Plans to delay border checks on goods imported from the EU for a fourth time have been slammed as a 'global disgrace' by the Farmers' Union of Wales (FUW).
The union said the move would extend concessions for foreign businesses that "may as well be deliberately aimed at undermining UK farmers and producers."
Checks on imports from the EU should originally have been introduced in January 2021 when the Brexit transition period came to an end.
But the failure of the UK government to prepare border inspection posts meant they were not implemented at that time and have been delayed three times in the subsequent 28 months.
Meanwhile, EU countries started implementing full checks on exports from the UK on 1 January 2021.
Speaking in response to the news that Prime Minister Boris Johnson was considering a fourth delay, FUW President Glyn Roberts said it was a 'global disgrace' and a 'national embarrassment'.
"It means we are failing to implement checks on international trade that should be standard practice in order to protect our own industries and population.”

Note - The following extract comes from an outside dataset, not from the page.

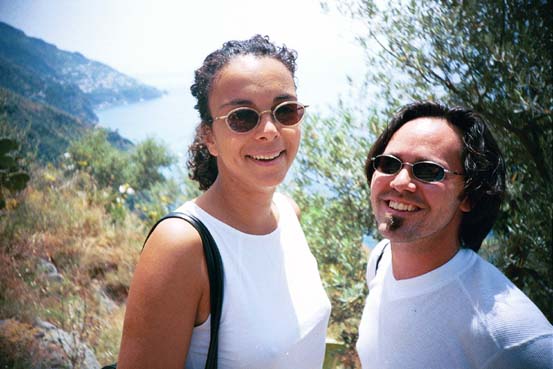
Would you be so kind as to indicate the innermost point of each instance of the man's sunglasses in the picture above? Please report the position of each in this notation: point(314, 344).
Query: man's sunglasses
point(244, 119)
point(425, 171)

Mr Roberts said UK exporters faced significant and costly checks on goods moving to the EU, but that EU products had been waived through ports and into the UK market without checks for more than a year.
“In other words, our exports, such as Welsh lamb, face extremely costly border bureaucracy while food producers importing from the EU to the UK face nothing of the sort.
"The government’s failure to prepare for their own Brexit plan may as well be deliberately aimed at undermining UK farmers and producers,” said Mr Roberts.
UK food and drink exports in 2021 were 12% below 2020 levels and 16% below 2019 levels, with falls for certain food products such as lamb far greater, mainly as a result of the checks imposed on UK exports entering the EU and associated costs.
In its June 2021 response to a government consultation on further delaying checks at UK borders, the FUW stated: "Border checks are inherent to the UK government’s decision to leave the Single Market and Customs Union announced by Theresa May in January 2017.
"Concerns regarding governments’ failures to prepare for these over the subsequent three years have been highlighted repeatedly by the FUW and in four reports by the National Audit Office."
By contrast, neighbouring EU countries have instigated more thorough preparations, allowing them to implement full border checks when the transition period ended on 31 December 2020.
Mr Roberts said that during the period of almost a year since that consultation was launched, the failures had simply continued to the extent that a fourth delay was being mooted by Mr Johnson.
“It is highly embarrassing and a disgrace that while other countries were able to prepare for and implement plans for a Brexit they didn’t want over just a couple of years, those who instigated Brexit have failed over a period of more than five years to implement an essential feature of what they wanted.”